January 10, 2009|By PETER BUFFA

It’s good to be green. But is it green to be brown? More to the point, can you be brown, dead and green? Kevin Doane thinks so.

The city of Costa Mesa does not. Here’s how it all started. Doane, a Costa Mesa contractor, was not the least bit sad to see 2008 grow dim then disappear in his rear view mirror.

The economy’s one and a half gainer onto the sidewalk from 20 stories up cost Doane his job, and he was counting every penny, twice. Actually, he was counting quarters, but we’ll get back to that later.


After hearing a drumbeat from the city of Costa Mesa and elsewhere about how saving water and using drought-resistant plants would not only save the planet but save some dough, Doane had an epiphany: If the city wants drought-resistant plants, what could be more drought resistant than a dead plant? No water, no money, no problem. It was perfect.

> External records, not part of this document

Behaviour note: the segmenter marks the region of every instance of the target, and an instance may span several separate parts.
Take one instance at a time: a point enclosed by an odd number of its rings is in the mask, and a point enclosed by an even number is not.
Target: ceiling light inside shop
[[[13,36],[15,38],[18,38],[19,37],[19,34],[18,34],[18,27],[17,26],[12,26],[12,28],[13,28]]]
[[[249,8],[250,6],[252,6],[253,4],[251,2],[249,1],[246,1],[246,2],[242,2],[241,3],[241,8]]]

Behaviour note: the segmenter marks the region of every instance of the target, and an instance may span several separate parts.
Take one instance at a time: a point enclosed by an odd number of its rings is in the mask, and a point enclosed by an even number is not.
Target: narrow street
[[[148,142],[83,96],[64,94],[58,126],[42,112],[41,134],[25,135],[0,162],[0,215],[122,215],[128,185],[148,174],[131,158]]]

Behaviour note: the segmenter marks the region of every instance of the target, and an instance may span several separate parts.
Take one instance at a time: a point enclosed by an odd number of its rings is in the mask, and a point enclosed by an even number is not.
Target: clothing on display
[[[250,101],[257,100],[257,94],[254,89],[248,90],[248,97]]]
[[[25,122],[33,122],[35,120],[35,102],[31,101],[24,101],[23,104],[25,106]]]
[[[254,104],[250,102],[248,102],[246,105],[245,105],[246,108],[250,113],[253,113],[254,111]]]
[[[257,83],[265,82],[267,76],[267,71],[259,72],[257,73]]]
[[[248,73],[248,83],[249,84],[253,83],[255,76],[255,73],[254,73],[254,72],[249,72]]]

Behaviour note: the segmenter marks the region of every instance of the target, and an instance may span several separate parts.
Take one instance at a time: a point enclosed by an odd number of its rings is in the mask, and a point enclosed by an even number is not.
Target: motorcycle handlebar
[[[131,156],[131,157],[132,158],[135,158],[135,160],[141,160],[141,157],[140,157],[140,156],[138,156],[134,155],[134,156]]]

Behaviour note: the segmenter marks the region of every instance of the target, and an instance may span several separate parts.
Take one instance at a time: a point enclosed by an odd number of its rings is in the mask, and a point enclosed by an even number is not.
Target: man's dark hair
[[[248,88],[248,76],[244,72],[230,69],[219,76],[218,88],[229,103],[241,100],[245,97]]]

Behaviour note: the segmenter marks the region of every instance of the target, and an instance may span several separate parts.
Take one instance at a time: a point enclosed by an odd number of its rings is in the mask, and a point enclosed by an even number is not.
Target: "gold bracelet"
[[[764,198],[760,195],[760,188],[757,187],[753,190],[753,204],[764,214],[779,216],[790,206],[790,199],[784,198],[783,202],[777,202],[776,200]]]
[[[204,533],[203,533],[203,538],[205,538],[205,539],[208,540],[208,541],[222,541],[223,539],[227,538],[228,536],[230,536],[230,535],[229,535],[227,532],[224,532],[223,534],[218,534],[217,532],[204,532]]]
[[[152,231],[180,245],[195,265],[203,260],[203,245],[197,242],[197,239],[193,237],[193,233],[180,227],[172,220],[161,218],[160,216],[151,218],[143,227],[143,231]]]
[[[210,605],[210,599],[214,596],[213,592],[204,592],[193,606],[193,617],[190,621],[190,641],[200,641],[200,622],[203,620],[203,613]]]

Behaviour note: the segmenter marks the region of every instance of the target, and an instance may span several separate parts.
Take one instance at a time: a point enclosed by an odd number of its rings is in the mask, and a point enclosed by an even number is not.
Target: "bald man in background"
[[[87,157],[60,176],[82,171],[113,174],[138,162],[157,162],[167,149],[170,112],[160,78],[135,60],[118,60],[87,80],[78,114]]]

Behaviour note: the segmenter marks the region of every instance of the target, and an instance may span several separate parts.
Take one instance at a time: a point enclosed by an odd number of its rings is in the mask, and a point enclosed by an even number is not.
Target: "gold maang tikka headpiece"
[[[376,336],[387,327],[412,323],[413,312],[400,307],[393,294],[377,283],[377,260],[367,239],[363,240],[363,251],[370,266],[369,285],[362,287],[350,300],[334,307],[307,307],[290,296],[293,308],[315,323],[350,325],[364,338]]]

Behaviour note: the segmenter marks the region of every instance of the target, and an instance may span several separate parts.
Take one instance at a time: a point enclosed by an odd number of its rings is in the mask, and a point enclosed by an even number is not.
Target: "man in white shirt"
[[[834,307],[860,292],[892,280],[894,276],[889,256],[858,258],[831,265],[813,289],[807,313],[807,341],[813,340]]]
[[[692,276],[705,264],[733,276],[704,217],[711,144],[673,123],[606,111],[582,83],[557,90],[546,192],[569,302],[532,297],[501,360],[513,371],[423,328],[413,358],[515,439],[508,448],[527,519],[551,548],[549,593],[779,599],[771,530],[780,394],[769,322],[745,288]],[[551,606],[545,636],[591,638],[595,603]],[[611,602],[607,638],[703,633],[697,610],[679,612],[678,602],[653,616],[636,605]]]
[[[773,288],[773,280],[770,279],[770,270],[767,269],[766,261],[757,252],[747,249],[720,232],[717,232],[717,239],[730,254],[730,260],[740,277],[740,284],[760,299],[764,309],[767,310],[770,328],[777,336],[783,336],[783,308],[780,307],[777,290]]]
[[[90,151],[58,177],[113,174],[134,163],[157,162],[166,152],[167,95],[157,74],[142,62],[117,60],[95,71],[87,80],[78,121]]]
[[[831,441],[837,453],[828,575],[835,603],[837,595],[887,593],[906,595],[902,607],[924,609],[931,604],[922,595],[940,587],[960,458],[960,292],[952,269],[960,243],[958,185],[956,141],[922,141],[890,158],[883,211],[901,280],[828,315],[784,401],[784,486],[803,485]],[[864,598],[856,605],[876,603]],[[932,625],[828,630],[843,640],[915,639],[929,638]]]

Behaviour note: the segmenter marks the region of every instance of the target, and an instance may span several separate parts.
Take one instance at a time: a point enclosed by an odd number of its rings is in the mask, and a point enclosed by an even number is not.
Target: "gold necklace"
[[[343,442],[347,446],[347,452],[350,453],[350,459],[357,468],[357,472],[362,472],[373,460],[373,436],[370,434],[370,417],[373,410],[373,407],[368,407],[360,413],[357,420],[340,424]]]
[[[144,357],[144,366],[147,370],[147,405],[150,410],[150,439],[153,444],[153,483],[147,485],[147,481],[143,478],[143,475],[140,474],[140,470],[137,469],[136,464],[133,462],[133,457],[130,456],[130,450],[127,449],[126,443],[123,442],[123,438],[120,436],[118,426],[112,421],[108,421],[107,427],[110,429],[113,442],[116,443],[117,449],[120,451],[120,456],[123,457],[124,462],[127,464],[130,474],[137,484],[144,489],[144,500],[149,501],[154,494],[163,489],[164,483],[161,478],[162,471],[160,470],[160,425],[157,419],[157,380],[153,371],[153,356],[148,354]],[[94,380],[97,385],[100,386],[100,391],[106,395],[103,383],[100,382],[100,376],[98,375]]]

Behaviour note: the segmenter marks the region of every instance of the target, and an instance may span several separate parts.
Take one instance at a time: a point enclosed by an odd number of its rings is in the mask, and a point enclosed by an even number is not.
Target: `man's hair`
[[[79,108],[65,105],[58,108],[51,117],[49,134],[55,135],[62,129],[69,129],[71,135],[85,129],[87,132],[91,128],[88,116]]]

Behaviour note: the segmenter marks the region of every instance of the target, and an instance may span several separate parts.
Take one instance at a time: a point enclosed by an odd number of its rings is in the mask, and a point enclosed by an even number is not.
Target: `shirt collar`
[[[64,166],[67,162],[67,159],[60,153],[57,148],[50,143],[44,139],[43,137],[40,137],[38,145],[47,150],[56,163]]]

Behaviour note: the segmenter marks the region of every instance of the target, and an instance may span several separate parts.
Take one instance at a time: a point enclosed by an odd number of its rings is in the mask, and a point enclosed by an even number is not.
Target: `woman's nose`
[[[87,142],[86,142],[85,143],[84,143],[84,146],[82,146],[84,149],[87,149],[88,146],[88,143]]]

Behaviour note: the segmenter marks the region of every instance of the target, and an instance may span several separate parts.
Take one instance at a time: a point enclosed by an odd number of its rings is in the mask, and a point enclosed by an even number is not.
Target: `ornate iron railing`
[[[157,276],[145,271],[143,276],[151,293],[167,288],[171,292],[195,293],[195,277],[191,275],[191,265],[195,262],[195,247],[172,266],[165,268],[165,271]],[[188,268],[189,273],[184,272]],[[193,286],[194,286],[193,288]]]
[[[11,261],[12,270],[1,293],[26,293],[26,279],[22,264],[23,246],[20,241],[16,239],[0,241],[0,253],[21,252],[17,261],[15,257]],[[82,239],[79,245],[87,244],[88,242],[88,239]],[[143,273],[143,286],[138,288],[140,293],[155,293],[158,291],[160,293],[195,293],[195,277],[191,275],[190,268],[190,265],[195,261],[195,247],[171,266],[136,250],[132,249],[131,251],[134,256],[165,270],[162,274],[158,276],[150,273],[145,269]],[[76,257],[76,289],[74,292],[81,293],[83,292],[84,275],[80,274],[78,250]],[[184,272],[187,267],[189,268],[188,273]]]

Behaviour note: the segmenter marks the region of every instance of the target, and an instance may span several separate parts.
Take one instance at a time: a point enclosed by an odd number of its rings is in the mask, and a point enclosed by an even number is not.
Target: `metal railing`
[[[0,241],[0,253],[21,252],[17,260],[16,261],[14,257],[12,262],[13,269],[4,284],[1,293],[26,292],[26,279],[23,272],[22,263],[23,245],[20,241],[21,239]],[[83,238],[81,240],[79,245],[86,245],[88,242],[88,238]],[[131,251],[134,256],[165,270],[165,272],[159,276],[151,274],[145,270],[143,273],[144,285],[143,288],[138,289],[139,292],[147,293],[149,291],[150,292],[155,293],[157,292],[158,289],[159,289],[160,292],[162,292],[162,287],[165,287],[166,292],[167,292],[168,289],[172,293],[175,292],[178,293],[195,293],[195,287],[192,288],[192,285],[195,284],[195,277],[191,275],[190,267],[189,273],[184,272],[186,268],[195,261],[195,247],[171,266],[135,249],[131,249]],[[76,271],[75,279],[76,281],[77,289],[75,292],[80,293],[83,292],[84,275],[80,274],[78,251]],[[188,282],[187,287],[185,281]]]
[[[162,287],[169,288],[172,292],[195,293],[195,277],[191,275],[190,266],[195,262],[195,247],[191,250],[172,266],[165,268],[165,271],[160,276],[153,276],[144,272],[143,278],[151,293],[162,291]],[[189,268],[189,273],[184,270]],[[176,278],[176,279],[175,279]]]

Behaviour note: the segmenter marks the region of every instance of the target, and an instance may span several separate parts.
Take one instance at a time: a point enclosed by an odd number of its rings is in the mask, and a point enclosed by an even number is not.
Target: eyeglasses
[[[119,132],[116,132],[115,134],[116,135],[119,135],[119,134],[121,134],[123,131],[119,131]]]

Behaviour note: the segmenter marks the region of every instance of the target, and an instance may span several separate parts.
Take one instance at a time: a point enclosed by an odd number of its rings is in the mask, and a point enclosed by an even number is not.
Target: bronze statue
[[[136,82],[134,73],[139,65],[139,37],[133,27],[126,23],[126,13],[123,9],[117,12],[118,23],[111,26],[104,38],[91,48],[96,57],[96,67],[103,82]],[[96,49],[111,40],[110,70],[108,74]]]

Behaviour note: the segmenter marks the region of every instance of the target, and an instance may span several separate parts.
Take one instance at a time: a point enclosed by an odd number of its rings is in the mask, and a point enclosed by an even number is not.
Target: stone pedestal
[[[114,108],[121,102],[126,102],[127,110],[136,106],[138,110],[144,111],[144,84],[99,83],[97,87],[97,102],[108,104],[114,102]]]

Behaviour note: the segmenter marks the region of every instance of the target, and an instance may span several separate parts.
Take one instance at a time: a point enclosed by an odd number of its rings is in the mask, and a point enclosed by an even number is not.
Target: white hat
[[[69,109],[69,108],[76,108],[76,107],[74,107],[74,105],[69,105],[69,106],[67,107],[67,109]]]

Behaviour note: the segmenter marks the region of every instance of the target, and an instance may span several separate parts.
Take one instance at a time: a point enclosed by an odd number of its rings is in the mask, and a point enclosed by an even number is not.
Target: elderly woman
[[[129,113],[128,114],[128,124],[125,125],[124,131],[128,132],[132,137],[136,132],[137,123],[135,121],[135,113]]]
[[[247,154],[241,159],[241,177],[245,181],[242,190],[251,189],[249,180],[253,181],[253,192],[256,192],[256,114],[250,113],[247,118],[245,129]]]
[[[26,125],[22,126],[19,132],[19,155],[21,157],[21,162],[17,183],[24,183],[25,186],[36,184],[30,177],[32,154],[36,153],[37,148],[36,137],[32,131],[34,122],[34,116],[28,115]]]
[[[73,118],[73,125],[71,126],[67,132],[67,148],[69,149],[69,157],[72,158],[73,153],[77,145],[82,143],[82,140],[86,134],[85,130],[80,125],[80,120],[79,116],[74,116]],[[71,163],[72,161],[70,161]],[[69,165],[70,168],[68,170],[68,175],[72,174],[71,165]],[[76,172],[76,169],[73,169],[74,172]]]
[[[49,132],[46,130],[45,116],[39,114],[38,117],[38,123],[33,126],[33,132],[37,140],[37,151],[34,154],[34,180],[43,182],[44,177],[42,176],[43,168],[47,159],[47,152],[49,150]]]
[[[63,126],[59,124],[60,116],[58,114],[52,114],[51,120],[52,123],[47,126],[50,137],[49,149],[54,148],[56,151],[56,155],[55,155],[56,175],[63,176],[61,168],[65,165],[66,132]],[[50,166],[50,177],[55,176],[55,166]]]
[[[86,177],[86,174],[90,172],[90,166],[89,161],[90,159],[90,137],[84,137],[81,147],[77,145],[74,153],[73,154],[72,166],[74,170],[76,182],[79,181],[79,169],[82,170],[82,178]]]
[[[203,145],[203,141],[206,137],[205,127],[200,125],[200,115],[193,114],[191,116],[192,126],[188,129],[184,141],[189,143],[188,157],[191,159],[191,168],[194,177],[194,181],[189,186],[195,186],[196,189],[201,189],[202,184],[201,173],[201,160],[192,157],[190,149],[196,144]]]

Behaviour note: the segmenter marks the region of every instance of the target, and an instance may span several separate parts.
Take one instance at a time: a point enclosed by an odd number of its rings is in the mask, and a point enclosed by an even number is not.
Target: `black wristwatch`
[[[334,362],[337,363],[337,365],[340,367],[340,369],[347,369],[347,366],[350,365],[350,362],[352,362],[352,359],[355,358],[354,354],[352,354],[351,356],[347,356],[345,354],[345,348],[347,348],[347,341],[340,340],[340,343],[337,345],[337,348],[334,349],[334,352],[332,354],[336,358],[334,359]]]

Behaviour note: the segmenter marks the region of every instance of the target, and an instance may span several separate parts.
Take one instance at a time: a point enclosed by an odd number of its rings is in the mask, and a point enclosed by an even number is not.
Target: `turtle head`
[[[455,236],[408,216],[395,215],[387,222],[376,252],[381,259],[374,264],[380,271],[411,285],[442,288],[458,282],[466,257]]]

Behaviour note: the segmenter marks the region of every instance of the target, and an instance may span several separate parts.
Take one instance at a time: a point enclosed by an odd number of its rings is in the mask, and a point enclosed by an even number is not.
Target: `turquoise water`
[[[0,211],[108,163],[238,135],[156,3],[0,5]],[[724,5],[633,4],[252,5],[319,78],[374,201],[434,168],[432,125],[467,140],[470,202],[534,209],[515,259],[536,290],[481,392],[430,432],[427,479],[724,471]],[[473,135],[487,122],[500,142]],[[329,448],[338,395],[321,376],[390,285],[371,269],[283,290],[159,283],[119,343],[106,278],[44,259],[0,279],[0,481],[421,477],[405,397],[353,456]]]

Doane put his water/money-saving plan into action not with just one plant but thousands of tiny ones — i.e., his lawn. Sure enough, not long after he stopped watering, his front lawn looked like a something out of the Dust Bowl and Steinbeck’s “Grapes of Wrath” — “Houses were shut tight and cloth wedged around doors and windows, but the dust came in…and settled like pollen on the chairs and tables, on the dishes.”

Doane believed that he had achieved total oneness with the environment and the city. It was the perfect lawn for a new age, so brown it was green, with not one drop of water or 1 cent wasted.

Unfortunately, the city disagreed and not all the neighbors were Steinbeck fans.

A code enforcement officer from the city referred Doane to something called the Municipal Code — a long, dry, humorless document that has more sections than a pomegranate cut eight ways, including “Title 13, Planning, Zoning and Development: Chapter 7, Landscaping Standards: Section 13-108, Landscape Maintenance“ which, as it turns out, is quite specific, and I quote: “The property owner is responsible for the maintenance of the landscaping on their property. Any dead, dying, or diseased trees, shrubbery, vines, groundcover, or turf, must be replaced within sixty (60) days of written notice from the development services or public services departments.”